There are many topical agents examined for the hemostatic effect such as tranexamic acid with its antifibrinolytic activity on perioperative bleeding, fibrin sealant as hemostatic local agent, Floseal, matrix hemostatic agents and Surgicel as an oxidized cellulose patch [7,13-15]. An ideal agent would be effective, inexpensive, bioabsorbable, safe, and easy to use. In literature, however, some adverse events for hemostatic agents have been described, such as, wound infection, edema, nerve entrapment, allergic reaction and misleading appearance on postoperative imaging [15-17]. The use of oxidized cellulose gauze is associated with the relevant possibility of foreign body reactions that can cause undesirable effects, such as an increase in the incidence of seroma [7]. In case of using of Floseal, possible allergic eosinophil rich inflammatory response has resulted in excessive formation of granulation tissue and fibrosis [13,16]. There are numerous publications on adverse effects of the use of Floseal®, including small bowel obstruction, excessive synechia formation, excessive post-operative pain, foreign body reaction resulting in caseating granulomas and microcalcifications mimicking malignancy [18,19]. These topically applied agents really showed reduced mean volume of intraoperative bleeding as well as mean postoperative drainage when compared with the conventional suture knot tying techniques but with some relative side effects [7,13,15- 19]. However, ankaferd blood stopper actually reduced both mean volume of intraoperative bleeding and mean postoperative drainage significantly [3,4,20,21].

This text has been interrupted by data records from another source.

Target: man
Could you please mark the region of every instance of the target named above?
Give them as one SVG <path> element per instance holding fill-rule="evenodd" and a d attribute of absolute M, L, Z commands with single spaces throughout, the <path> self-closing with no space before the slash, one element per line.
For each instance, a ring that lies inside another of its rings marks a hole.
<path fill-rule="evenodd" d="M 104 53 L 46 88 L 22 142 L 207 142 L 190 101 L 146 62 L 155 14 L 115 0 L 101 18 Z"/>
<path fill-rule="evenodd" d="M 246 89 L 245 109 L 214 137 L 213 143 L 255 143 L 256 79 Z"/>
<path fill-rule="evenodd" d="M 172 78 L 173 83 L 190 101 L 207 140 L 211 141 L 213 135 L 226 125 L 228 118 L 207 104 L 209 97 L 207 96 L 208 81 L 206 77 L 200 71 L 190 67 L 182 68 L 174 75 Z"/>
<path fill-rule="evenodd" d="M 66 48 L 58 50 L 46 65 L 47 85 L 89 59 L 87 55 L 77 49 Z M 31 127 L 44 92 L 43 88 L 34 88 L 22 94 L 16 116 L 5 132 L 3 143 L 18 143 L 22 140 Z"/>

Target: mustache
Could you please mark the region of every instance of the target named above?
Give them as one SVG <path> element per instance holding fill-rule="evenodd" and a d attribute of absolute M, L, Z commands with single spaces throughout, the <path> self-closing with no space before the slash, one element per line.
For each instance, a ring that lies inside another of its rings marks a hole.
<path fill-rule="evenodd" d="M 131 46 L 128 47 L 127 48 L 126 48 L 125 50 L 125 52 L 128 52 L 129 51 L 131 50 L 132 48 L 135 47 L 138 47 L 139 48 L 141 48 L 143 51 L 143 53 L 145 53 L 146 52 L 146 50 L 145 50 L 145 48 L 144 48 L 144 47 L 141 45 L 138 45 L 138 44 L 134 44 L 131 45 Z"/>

ABS causes neither a foreign body reaction nor thrombocyte activation and actually allows the regeneration process to be completed with minimal signs of inflammation [22]. The unique mechanism of action of ABS offers a major advantage; not only does it provide hemostasis in patients with normal hemostatic parameters, it can also ensure hemostasis during bleeding episodes in patients with primary and secondary hemostasis impairment, unlike other agents [23-25].


Conclusion

In thyroid surgery like any other surgical interference, meticulous dissection with secured hemostasis are the most important steps to prevent intraoperative and postoperative bleeding. Ankaferd blood stopper seems effective in reducing both operative bleeding and postoperative drainage volumes when compared with the conventional suture and tie maneuver. Regarding its safety, ankaferd causes neither a foreign body reaction nor thrombocyte activation and actually allows the regeneration process to be completed with minimal signs of inflammation.